For our fileserver, we use Freenas. This is an extremely robust Network Attached Storage (NAS) system which offers very good protection for your data using FreeBSD and the ZFS file system underneath. You can buy it already setup on a device like the FreeNAS mini from IX systems, or you can build your own, which is what we did. Our shared drive is snapshotted once an hour. Snapshots are a space efficient way to provide a way to roll back to a specific point in time. This means that our data is never more than an hour old if we have to restore. Because snapshots are read-only, we can’t then mess them up by accident and neither can malware such as a crypto locker virus.
The snapshot is then replicated to our backup server at our other branch. This gives us our third copy, our second computer, and our offsite backup meeting the requirements for the 3,2,1 rule. Snapshots alone don’t count as backups because they are on the same machine the data is on so a single physical failure could wipe out the data and the snapshot.
Currently, our website is hosted with digital ocean. Digital Ocean offers snapshots and backups as part of their service, so we currently use their backup service (which runs weekly) and I will snapshot our server before making any changes. This allows easy rollback if something goes wrong. However, a week is longer than I am comfortable with for a backup interval. So it is great that we have their backups, but I also do my own. To do this, I have a script that runs from my file server on my network. It connects using SSH to my webserver. It then copies all the files from my webserver to a folder on the file server using Rsync. Rsync only copies files that are different between two directories, so this actually transfers very little when it runs. It only copies files if they have changed, or if they are new. My script then dumps my database using mysqldump. This is an important step because most changes that occur on my website will happen in the database rather than in the files. This is how content management systems like Drupal and WordPress work. By dumping the database, rather than just copying that database file, it ensures that the data is in a consistent state and can be restored onto any mysql server. It then compresses the dump, transfers it to the file server and deletes the dump file on the webserver. Once the files are on the file server they are snapshotted, and replicated to my backup server just like the other files. The only difference is that these snapshots are taken on a daily basis rather than an hourly basis.

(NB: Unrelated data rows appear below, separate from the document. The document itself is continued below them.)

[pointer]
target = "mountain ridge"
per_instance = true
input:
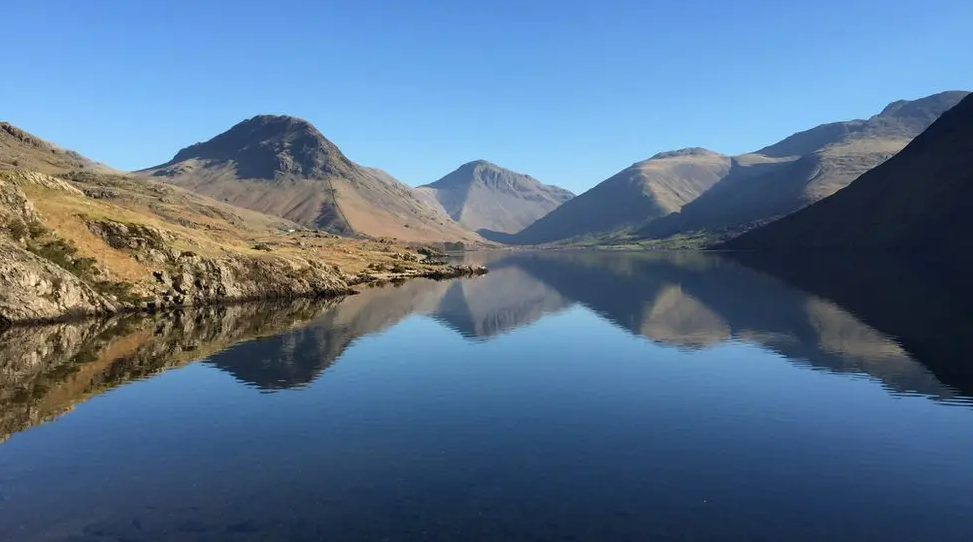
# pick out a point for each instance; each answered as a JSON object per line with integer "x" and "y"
{"x": 488, "y": 198}
{"x": 284, "y": 166}
{"x": 917, "y": 200}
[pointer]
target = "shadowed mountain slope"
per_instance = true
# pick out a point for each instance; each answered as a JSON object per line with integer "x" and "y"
{"x": 285, "y": 167}
{"x": 918, "y": 200}
{"x": 645, "y": 190}
{"x": 485, "y": 196}
{"x": 802, "y": 169}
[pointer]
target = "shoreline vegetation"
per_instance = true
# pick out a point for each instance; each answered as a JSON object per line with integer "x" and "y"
{"x": 85, "y": 243}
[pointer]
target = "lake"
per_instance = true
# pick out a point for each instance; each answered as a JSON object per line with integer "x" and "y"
{"x": 561, "y": 397}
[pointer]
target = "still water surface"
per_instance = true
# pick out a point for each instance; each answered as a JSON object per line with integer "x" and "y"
{"x": 560, "y": 397}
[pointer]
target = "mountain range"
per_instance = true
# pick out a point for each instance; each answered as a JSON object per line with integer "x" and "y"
{"x": 693, "y": 190}
{"x": 488, "y": 198}
{"x": 284, "y": 166}
{"x": 919, "y": 200}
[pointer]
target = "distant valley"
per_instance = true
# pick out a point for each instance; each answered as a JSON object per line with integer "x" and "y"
{"x": 701, "y": 192}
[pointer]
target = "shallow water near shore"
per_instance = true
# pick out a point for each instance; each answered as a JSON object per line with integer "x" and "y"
{"x": 563, "y": 396}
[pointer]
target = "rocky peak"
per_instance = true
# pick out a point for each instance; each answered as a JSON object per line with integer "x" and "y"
{"x": 689, "y": 151}
{"x": 923, "y": 108}
{"x": 269, "y": 146}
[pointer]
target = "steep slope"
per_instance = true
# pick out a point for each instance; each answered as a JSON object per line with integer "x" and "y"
{"x": 485, "y": 196}
{"x": 77, "y": 241}
{"x": 22, "y": 150}
{"x": 285, "y": 167}
{"x": 802, "y": 169}
{"x": 918, "y": 200}
{"x": 648, "y": 189}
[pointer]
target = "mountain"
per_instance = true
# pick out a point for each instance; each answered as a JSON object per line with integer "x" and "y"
{"x": 77, "y": 240}
{"x": 649, "y": 189}
{"x": 804, "y": 168}
{"x": 20, "y": 149}
{"x": 918, "y": 200}
{"x": 284, "y": 166}
{"x": 485, "y": 196}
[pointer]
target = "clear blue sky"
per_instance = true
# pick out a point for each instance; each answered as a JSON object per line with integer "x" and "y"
{"x": 569, "y": 91}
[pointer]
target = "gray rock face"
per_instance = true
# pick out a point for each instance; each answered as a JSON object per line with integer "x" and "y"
{"x": 484, "y": 196}
{"x": 36, "y": 289}
{"x": 189, "y": 279}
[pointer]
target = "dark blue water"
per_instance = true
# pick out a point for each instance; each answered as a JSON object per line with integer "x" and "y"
{"x": 560, "y": 397}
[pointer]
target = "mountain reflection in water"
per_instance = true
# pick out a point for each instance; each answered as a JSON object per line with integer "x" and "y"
{"x": 684, "y": 300}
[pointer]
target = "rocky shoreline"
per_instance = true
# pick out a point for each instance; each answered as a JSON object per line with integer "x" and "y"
{"x": 65, "y": 254}
{"x": 179, "y": 296}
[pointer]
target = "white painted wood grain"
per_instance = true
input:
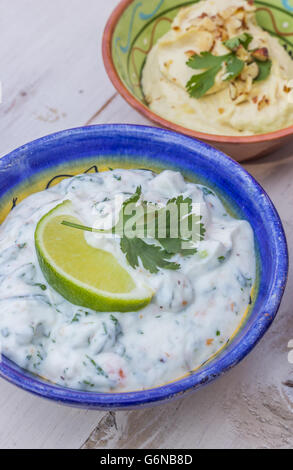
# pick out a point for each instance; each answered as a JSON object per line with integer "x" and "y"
{"x": 53, "y": 78}
{"x": 50, "y": 66}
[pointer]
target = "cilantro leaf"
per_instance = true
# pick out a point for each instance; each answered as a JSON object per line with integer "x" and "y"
{"x": 199, "y": 84}
{"x": 123, "y": 217}
{"x": 244, "y": 40}
{"x": 234, "y": 67}
{"x": 152, "y": 256}
{"x": 170, "y": 235}
{"x": 206, "y": 60}
{"x": 264, "y": 70}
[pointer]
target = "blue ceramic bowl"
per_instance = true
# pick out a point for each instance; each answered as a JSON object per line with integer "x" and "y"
{"x": 45, "y": 162}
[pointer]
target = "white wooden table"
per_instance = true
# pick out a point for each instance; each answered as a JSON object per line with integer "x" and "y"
{"x": 53, "y": 78}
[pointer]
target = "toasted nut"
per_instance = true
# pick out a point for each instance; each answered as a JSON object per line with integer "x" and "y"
{"x": 217, "y": 20}
{"x": 207, "y": 24}
{"x": 233, "y": 25}
{"x": 261, "y": 54}
{"x": 228, "y": 12}
{"x": 167, "y": 64}
{"x": 240, "y": 13}
{"x": 190, "y": 53}
{"x": 233, "y": 91}
{"x": 263, "y": 103}
{"x": 243, "y": 54}
{"x": 241, "y": 98}
{"x": 250, "y": 71}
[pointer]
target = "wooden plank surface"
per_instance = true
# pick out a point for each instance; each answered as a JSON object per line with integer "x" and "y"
{"x": 53, "y": 78}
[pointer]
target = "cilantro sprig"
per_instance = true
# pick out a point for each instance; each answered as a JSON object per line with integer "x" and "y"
{"x": 153, "y": 249}
{"x": 201, "y": 83}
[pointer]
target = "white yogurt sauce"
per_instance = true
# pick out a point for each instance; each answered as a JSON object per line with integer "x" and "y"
{"x": 194, "y": 312}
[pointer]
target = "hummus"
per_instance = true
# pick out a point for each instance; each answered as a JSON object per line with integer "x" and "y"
{"x": 243, "y": 106}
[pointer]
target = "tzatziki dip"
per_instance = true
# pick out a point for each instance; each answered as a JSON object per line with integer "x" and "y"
{"x": 198, "y": 301}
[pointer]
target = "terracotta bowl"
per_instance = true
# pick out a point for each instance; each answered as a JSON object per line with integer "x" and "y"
{"x": 135, "y": 26}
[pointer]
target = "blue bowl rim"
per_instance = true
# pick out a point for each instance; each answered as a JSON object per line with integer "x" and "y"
{"x": 218, "y": 366}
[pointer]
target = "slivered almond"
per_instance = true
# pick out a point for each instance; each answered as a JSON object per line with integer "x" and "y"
{"x": 261, "y": 54}
{"x": 263, "y": 103}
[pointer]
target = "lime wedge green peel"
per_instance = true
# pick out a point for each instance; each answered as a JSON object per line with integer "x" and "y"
{"x": 84, "y": 275}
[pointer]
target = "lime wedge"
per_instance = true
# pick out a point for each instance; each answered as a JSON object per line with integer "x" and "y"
{"x": 82, "y": 274}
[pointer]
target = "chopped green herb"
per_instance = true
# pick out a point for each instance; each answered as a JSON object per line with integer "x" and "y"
{"x": 99, "y": 370}
{"x": 264, "y": 70}
{"x": 42, "y": 286}
{"x": 105, "y": 328}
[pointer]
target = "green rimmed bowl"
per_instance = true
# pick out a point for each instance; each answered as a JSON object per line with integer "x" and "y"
{"x": 136, "y": 25}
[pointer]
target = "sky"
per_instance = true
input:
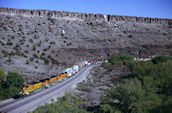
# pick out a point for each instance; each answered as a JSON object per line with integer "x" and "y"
{"x": 141, "y": 8}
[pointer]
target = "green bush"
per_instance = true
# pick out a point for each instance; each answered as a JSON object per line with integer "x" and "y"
{"x": 12, "y": 85}
{"x": 14, "y": 79}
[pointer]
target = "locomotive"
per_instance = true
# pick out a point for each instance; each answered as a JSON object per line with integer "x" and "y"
{"x": 31, "y": 87}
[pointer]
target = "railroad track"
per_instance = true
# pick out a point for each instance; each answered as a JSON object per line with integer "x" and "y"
{"x": 24, "y": 105}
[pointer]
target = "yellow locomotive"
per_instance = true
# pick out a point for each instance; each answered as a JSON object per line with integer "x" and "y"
{"x": 28, "y": 88}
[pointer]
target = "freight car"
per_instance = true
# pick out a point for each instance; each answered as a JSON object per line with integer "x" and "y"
{"x": 28, "y": 88}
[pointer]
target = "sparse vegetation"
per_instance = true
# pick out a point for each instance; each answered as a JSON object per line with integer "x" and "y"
{"x": 30, "y": 40}
{"x": 9, "y": 43}
{"x": 66, "y": 104}
{"x": 11, "y": 87}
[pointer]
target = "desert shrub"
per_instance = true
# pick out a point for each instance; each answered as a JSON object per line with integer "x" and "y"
{"x": 27, "y": 62}
{"x": 43, "y": 54}
{"x": 33, "y": 47}
{"x": 30, "y": 40}
{"x": 1, "y": 75}
{"x": 65, "y": 104}
{"x": 5, "y": 53}
{"x": 12, "y": 85}
{"x": 31, "y": 59}
{"x": 120, "y": 59}
{"x": 9, "y": 43}
{"x": 35, "y": 55}
{"x": 160, "y": 59}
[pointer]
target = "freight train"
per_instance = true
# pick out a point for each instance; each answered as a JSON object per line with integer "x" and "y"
{"x": 31, "y": 87}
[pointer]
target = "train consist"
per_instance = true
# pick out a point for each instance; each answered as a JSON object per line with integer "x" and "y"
{"x": 143, "y": 58}
{"x": 69, "y": 72}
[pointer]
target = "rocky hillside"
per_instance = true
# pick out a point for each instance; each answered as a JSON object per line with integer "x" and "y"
{"x": 40, "y": 43}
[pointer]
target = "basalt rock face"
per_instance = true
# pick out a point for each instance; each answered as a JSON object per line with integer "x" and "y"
{"x": 39, "y": 43}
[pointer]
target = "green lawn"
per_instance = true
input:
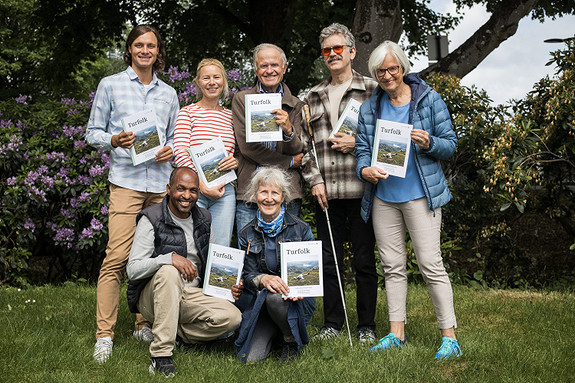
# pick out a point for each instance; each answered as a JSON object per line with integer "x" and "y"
{"x": 47, "y": 335}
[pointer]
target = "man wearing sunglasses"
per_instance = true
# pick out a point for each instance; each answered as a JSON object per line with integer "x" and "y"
{"x": 337, "y": 186}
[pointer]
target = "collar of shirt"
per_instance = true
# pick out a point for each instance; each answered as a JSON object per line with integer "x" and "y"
{"x": 280, "y": 89}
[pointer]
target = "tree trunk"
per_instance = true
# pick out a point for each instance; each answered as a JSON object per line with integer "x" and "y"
{"x": 374, "y": 22}
{"x": 502, "y": 25}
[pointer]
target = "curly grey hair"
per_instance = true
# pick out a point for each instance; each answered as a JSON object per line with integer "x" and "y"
{"x": 269, "y": 176}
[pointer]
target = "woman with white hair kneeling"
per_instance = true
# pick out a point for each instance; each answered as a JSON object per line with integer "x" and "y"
{"x": 270, "y": 319}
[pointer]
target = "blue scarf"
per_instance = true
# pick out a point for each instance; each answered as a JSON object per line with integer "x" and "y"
{"x": 272, "y": 228}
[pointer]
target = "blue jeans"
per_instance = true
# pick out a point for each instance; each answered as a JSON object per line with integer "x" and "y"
{"x": 246, "y": 211}
{"x": 223, "y": 211}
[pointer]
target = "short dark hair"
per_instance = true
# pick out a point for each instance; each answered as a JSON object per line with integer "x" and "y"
{"x": 138, "y": 31}
{"x": 176, "y": 170}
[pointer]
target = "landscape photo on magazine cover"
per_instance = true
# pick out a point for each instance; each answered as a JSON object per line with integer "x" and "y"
{"x": 391, "y": 152}
{"x": 223, "y": 276}
{"x": 263, "y": 122}
{"x": 210, "y": 168}
{"x": 146, "y": 139}
{"x": 303, "y": 273}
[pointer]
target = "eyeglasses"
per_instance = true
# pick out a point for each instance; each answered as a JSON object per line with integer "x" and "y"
{"x": 337, "y": 49}
{"x": 393, "y": 70}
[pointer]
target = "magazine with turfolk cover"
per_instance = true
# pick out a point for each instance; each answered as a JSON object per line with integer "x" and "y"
{"x": 260, "y": 121}
{"x": 206, "y": 158}
{"x": 347, "y": 122}
{"x": 301, "y": 268}
{"x": 149, "y": 140}
{"x": 391, "y": 147}
{"x": 223, "y": 270}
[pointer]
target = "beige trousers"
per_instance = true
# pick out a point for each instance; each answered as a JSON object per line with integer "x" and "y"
{"x": 178, "y": 309}
{"x": 389, "y": 223}
{"x": 125, "y": 204}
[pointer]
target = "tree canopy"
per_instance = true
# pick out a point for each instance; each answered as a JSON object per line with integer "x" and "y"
{"x": 44, "y": 42}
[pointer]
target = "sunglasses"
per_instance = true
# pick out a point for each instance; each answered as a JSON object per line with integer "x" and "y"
{"x": 337, "y": 49}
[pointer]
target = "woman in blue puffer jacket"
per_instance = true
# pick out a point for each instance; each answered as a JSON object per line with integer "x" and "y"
{"x": 413, "y": 202}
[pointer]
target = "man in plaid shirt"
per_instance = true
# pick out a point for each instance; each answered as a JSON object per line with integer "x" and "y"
{"x": 337, "y": 186}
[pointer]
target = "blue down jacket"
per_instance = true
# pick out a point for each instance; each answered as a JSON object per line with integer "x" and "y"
{"x": 427, "y": 111}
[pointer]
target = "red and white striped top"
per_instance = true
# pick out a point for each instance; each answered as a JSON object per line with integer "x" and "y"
{"x": 196, "y": 125}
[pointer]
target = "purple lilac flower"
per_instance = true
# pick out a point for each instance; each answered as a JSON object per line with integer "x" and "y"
{"x": 175, "y": 75}
{"x": 68, "y": 101}
{"x": 29, "y": 225}
{"x": 84, "y": 197}
{"x": 234, "y": 75}
{"x": 79, "y": 144}
{"x": 48, "y": 181}
{"x": 96, "y": 170}
{"x": 15, "y": 142}
{"x": 21, "y": 125}
{"x": 67, "y": 213}
{"x": 96, "y": 224}
{"x": 31, "y": 178}
{"x": 64, "y": 235}
{"x": 21, "y": 99}
{"x": 58, "y": 156}
{"x": 86, "y": 233}
{"x": 33, "y": 191}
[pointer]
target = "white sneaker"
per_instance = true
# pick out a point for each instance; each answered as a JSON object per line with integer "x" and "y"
{"x": 103, "y": 349}
{"x": 144, "y": 334}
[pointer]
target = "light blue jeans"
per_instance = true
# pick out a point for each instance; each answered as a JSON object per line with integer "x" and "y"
{"x": 246, "y": 211}
{"x": 223, "y": 211}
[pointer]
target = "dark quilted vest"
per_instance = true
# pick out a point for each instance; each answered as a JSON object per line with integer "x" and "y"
{"x": 169, "y": 237}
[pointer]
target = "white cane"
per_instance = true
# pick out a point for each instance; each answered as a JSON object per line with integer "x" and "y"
{"x": 308, "y": 121}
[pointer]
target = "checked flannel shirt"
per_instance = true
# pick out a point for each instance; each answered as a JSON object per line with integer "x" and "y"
{"x": 337, "y": 169}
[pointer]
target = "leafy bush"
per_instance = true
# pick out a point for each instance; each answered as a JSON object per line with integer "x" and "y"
{"x": 54, "y": 187}
{"x": 54, "y": 192}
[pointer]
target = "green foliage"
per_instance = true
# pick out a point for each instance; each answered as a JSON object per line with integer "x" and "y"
{"x": 53, "y": 192}
{"x": 490, "y": 176}
{"x": 43, "y": 42}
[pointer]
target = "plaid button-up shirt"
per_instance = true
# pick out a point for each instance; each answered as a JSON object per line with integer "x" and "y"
{"x": 337, "y": 169}
{"x": 117, "y": 97}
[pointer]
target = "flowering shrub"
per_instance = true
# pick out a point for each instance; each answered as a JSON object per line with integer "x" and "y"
{"x": 53, "y": 191}
{"x": 53, "y": 186}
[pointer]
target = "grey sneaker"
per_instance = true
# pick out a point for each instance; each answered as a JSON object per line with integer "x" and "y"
{"x": 326, "y": 332}
{"x": 144, "y": 334}
{"x": 366, "y": 335}
{"x": 103, "y": 349}
{"x": 163, "y": 365}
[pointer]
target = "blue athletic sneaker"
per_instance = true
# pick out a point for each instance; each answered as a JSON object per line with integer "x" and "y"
{"x": 388, "y": 341}
{"x": 449, "y": 349}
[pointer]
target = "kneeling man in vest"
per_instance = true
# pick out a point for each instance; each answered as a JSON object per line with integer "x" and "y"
{"x": 166, "y": 266}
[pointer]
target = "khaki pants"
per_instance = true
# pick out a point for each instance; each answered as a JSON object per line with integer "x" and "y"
{"x": 125, "y": 204}
{"x": 178, "y": 309}
{"x": 389, "y": 223}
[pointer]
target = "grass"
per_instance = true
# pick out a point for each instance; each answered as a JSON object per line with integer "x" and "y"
{"x": 47, "y": 335}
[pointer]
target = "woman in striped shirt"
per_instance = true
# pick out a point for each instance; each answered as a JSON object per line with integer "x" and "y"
{"x": 199, "y": 123}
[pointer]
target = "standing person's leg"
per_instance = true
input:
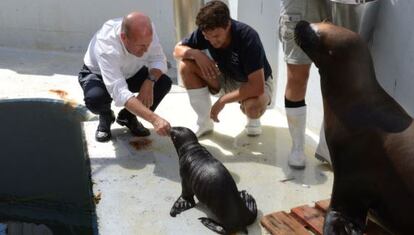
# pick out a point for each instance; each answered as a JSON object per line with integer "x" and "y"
{"x": 199, "y": 95}
{"x": 98, "y": 101}
{"x": 298, "y": 66}
{"x": 295, "y": 107}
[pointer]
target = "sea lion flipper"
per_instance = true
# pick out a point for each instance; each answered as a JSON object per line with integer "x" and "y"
{"x": 213, "y": 225}
{"x": 249, "y": 202}
{"x": 182, "y": 204}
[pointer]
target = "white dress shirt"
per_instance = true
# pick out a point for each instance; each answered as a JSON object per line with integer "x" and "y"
{"x": 107, "y": 56}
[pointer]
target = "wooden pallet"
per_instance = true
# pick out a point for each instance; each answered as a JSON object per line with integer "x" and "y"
{"x": 305, "y": 219}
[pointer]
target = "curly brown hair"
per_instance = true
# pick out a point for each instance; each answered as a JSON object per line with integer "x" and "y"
{"x": 215, "y": 14}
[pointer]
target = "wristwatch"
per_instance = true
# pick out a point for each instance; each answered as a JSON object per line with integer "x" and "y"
{"x": 151, "y": 78}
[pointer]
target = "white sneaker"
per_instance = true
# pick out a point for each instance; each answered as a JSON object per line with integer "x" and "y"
{"x": 297, "y": 159}
{"x": 253, "y": 127}
{"x": 205, "y": 129}
{"x": 322, "y": 151}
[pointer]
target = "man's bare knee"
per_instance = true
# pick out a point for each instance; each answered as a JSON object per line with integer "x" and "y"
{"x": 190, "y": 78}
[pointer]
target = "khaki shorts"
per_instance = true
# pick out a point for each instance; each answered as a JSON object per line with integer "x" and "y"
{"x": 228, "y": 85}
{"x": 293, "y": 11}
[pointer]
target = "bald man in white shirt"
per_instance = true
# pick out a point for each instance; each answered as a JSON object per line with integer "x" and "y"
{"x": 124, "y": 57}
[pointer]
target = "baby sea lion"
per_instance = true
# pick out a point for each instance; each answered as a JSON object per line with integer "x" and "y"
{"x": 205, "y": 177}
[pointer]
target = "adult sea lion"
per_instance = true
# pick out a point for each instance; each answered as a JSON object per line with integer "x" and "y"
{"x": 205, "y": 177}
{"x": 369, "y": 135}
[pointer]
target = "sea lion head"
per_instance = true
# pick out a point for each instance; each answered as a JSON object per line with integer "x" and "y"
{"x": 182, "y": 137}
{"x": 328, "y": 45}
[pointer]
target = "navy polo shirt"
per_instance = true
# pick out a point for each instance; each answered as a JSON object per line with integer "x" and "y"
{"x": 243, "y": 56}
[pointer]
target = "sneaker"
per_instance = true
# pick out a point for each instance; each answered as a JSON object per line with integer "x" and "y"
{"x": 253, "y": 127}
{"x": 297, "y": 159}
{"x": 125, "y": 118}
{"x": 103, "y": 133}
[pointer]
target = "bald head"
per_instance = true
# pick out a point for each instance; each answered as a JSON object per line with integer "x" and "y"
{"x": 136, "y": 24}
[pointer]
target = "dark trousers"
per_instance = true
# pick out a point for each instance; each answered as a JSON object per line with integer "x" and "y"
{"x": 97, "y": 98}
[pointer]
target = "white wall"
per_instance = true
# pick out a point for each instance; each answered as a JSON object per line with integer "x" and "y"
{"x": 69, "y": 25}
{"x": 393, "y": 51}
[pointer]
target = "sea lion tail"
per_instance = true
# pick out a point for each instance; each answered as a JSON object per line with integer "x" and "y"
{"x": 250, "y": 203}
{"x": 213, "y": 225}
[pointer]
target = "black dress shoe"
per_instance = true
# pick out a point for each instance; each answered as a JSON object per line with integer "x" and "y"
{"x": 103, "y": 133}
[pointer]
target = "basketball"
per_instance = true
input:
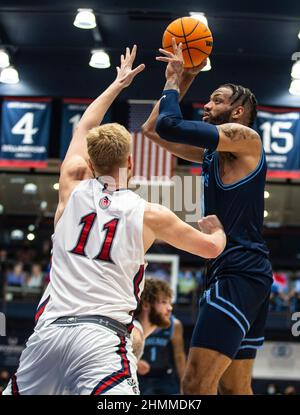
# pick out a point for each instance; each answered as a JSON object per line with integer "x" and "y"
{"x": 196, "y": 40}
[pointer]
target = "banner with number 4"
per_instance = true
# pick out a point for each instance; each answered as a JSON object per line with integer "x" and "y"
{"x": 25, "y": 132}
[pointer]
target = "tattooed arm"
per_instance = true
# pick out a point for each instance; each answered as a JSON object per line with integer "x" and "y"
{"x": 237, "y": 138}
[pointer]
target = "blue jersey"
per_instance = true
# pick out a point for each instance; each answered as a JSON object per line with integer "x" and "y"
{"x": 240, "y": 208}
{"x": 158, "y": 350}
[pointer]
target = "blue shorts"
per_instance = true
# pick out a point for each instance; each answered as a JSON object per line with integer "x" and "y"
{"x": 232, "y": 315}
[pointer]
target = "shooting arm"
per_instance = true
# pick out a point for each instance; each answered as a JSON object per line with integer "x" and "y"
{"x": 184, "y": 151}
{"x": 161, "y": 223}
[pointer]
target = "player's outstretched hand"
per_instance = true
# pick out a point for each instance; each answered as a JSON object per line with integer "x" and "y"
{"x": 174, "y": 59}
{"x": 125, "y": 73}
{"x": 210, "y": 224}
{"x": 195, "y": 69}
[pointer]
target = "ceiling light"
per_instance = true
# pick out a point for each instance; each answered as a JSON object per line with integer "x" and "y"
{"x": 99, "y": 59}
{"x": 207, "y": 67}
{"x": 199, "y": 16}
{"x": 85, "y": 19}
{"x": 17, "y": 234}
{"x": 30, "y": 236}
{"x": 295, "y": 87}
{"x": 43, "y": 205}
{"x": 4, "y": 59}
{"x": 30, "y": 189}
{"x": 296, "y": 70}
{"x": 9, "y": 75}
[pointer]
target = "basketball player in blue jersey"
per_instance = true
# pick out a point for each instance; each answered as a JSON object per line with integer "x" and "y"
{"x": 233, "y": 309}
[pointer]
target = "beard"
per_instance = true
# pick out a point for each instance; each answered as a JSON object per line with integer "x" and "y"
{"x": 219, "y": 119}
{"x": 158, "y": 320}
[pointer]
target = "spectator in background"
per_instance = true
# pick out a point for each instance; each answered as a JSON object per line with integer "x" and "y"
{"x": 279, "y": 302}
{"x": 163, "y": 363}
{"x": 3, "y": 265}
{"x": 4, "y": 379}
{"x": 35, "y": 280}
{"x": 272, "y": 389}
{"x": 294, "y": 300}
{"x": 17, "y": 276}
{"x": 187, "y": 286}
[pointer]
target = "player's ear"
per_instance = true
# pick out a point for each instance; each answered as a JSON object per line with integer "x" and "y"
{"x": 237, "y": 112}
{"x": 130, "y": 162}
{"x": 91, "y": 167}
{"x": 146, "y": 306}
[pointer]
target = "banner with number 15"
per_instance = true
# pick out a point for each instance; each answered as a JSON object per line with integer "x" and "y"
{"x": 25, "y": 132}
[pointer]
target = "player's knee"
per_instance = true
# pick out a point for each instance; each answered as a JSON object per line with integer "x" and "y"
{"x": 195, "y": 386}
{"x": 235, "y": 388}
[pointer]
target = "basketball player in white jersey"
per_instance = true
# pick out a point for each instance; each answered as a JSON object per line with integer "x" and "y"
{"x": 81, "y": 343}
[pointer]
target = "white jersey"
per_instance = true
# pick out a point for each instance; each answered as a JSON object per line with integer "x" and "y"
{"x": 98, "y": 256}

This setup may seem like overkill for a fairly simple website. However, websites are by far the most vulnerable thing most libraries maintain. They are directly exposed to the internet and are at a much higher risk of compromise than a file server sitting on your lan. By taking daily backups locally, I ensure that I can easily rebuild my server if it is compromised without losing a lot of work. Digital Ocean’s backup service adds an additional layer of security for me in case something goes wrong and my backup script doesn’t run. Defense in depth is an important principle for digital security, and applies equally to your backup strategy (hence the 3,2,1 rule).
Backups are a huge topic and this post couldn’t possible cover the topic exhaustively. It is no exaggeration to say that books have been written on this topic. What I hoped to do was communicate why backups are important and some of the principles that can guide your backup strategy. Depending on your setup, you may end up with something that looks similar to what I have outlined about. You might not. You may use a cloud backup service such as Tarsnap or Crashplan. You may decide to use cloud services exclusively such as Google’s Gsuite or Microsoft’s One Drive and let another company worry about backing up your data. We do this for our ILS. We have Bywater Solutions host it and let them worry about backing it up. All of these are valid strategies that can make sense. The key thing is to think about your data, and what works for your situation. Just make sure anything that is important is backed up because If it isn’t backed up, it isn’t important.